As originally featured in this month’s Total Politics
Gatwick’s announcement regarding a second runway has widened the scope of Britain’s aviation debate. This had been trapped in a false binary argument between Boris’s pie-in-the-sky proposals for a Thames estuary airport and a third runway at Heathrow.
While Boris proposed a brand new Estuary Airport as the sole solution for aviation capacity, he missed the point that there are other options, including a second runway at Gatwick, which could provide a valuable contribution to Britain’s aviation capacity. His spokesman seemed unaware of any irony in saying that ‘there is absolutely no point in simply scattering new runways randomly around the south-east’, when Boris himself continually seems to endorse new ways of scattering floating runways or whole airports around the Thames Estuary.

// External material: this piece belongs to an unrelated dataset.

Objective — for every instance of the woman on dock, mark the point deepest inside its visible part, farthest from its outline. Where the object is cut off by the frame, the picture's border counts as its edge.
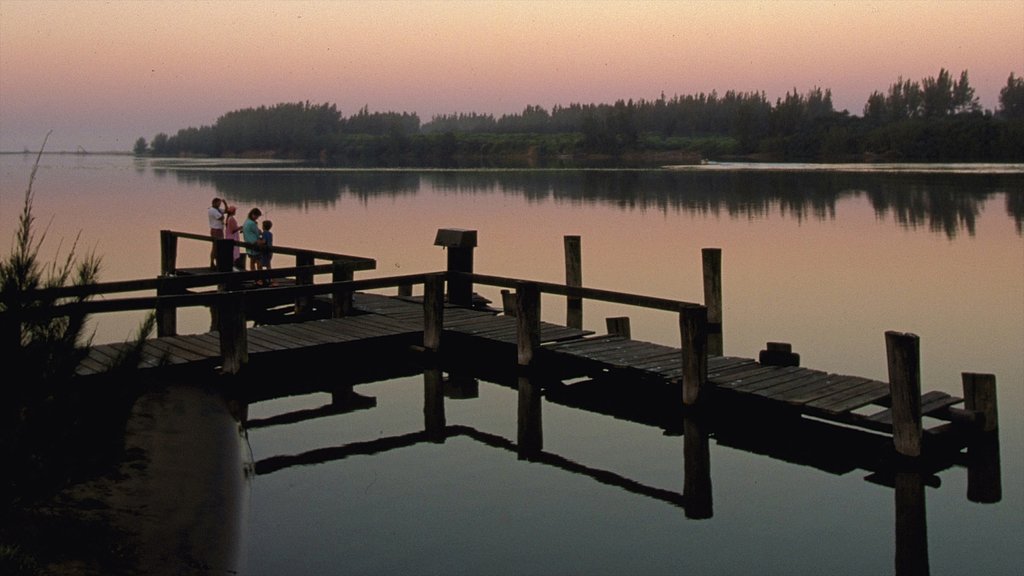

Since Gatwick was sold by BAA, it has undertaken a series of enhancements which have improved customer service and attracted new airlines from a variety of emerging markets. This expansion has already provided Britain with new trade routes to Asia. These improvements show how it could be viable for Gatwick, with an extra runway, to become a second London hub airport, competing – including on price – with Heathrow.
Gatwick currently operates with close to 10 per cent of its passengers connecting to another flight, compared to nearer 30 per cent at Heathrow, and is for now better placed than any other UK airport to develop as a real competitor to Heathrow. Competing hubs could improve service and even drive down ticket prices as the airports compete for customers and contracts. Heathrow could potentially focus on serving transatlantic routes, while Gatwick developed large numbers of new routes to Asia, with both airports operating dense European route networks.
Gatwick has already done significant preliminary consultation and opposition to Gatwick expansion could be less widespread and vociferous than for either Heathrow or a new airport in the Thames Estuary. Additional flight paths for Gatwick would disturb fewer people than at Heathrow and, unlike a Thames Estuary airport, would not intrude on Amsterdam Schiphol’s flight paths or put planes at high risk of bird strike.
The existing transport infrastructure from Gatwick to central London is reasonably good and Gatwick could easily have an improved and dedicated Gatwick Express Service, as well as good rail services to Kent. Infrastructure costs would be incomparably lower than the almost unimaginable levels of spending that would be needed to support a Thames Estuary airport.
Gatwick currently serves 197 destinations and 34 million passengers a year. It would be ridiculous not to take seriously the prospect of future expansion at Gatwick when it has long safeguarded space for a second runway, and now has the demand, capability and willingness to make use of it. What possible objection can Boris have to Gatwick spending its own investors’ money to provide yet greater connectivity for London and the UK?